After deployment checklist

This checklist can be further categorized into:

Ongoing maintenance checklist

• Deprecated Workers cleaned up
• Access is reviewed periodically
• The incident response playbook is kept up to date
• CI/CD is reviewed regularly for leaked secrets

Secret hygiene checklist

• Secrets are rotated on schedule
• Unused secrets are removed
• No secrets copied into documentation or tickets

These lists can serve as final checkpoints at various stages in your workflow. Below are also explicit Do’s and Don’ts to help highlight pitfalls to avoid.

DON’T

• Fetch secrets from a centralized vault at runtime
• Reuse the same secret across environments
• Log secret values or headers
• Delay rotation after a suspected leak

DO

• Keep secrets local to the edge runtime
• Rotate credentials proactively
• Treat 401 spikes as potential security signals
• Centralize auditing and alerting

With today’s edge security patterns established, it's worth looking ahead at what changes and improvements could occur in edge secrets management over the coming years.

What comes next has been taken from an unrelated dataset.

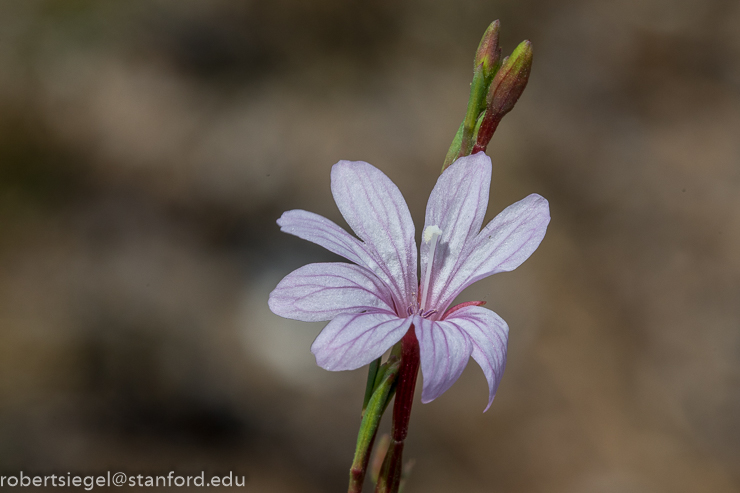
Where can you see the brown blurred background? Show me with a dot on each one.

The future of edge secrets management

The future of edge security patterns is not fixed, but based on how edge platforms have evolved so far, it is possible to anticipate where secrets management is heading next.

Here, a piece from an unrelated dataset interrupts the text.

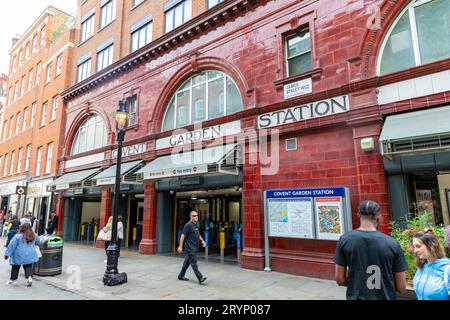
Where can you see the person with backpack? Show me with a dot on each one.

Trend 1: Workload identity everywhere

Today, most Cloudflare Workers rely on static API keys, manual rotation, and long-lived credentials. Over time, this model is likely to give way to approaches where secrets no longer need to be stored at all.

Instead, Workers are expected to rely on native identities, first-class OIDC integration, and short-lived, on-demand credentials.

In this future model, identity replaces static secrets as the primary trust mechanism.

This hypothetical example illustrates a scenario where Cloudflare Workers expose a native workload identity to authenticate services such as Databases or internal APIs.

Trend 2: Hardware-based secret protection

Currently, secrets at the edge are protected using software-based encryption and memory isolation. In the future, edge platforms are likely to incorporate hardware-backed security primitives such as Hardware Security Modules (HSMs), Trusted Platform Modules (TPMs), and secure enclaves directly into edge infrastructure.

Since this form of protection provides stronger key isolation, it would reduce the risk of secret exposure in application memory and strengthen the compliance posture of teams.

Trend 3: Zero trust at edge

Perimeter-based security models are gradually fading out. Even in cloud environments, there has been a shift toward zero-trust architectures. This trend is expected to extend to the edge as well. Access decisions would rely on continuous verification, context-aware controls, and device posture.

Trend 4: AI-powered threat detection

Behavioral machine learning approaches are replacing rule-based monitoring. AI models could learn access patterns, request routes, and time and volume to detect threats and anomalies, and even automate incident response.

Technology, irrespective of where it runs, must evolve. For edge secrets today, we are migrating to environment variables and secret stores, implementing rotation and auditing, and using secret managers such as Doppler to reduce operational overhead.

Tomorrow, we will adopt even newer innovations as mentioned. Ultimately, it's important to stay aligned with these changes and update your security patterns to build resilient, production-ready edge systems.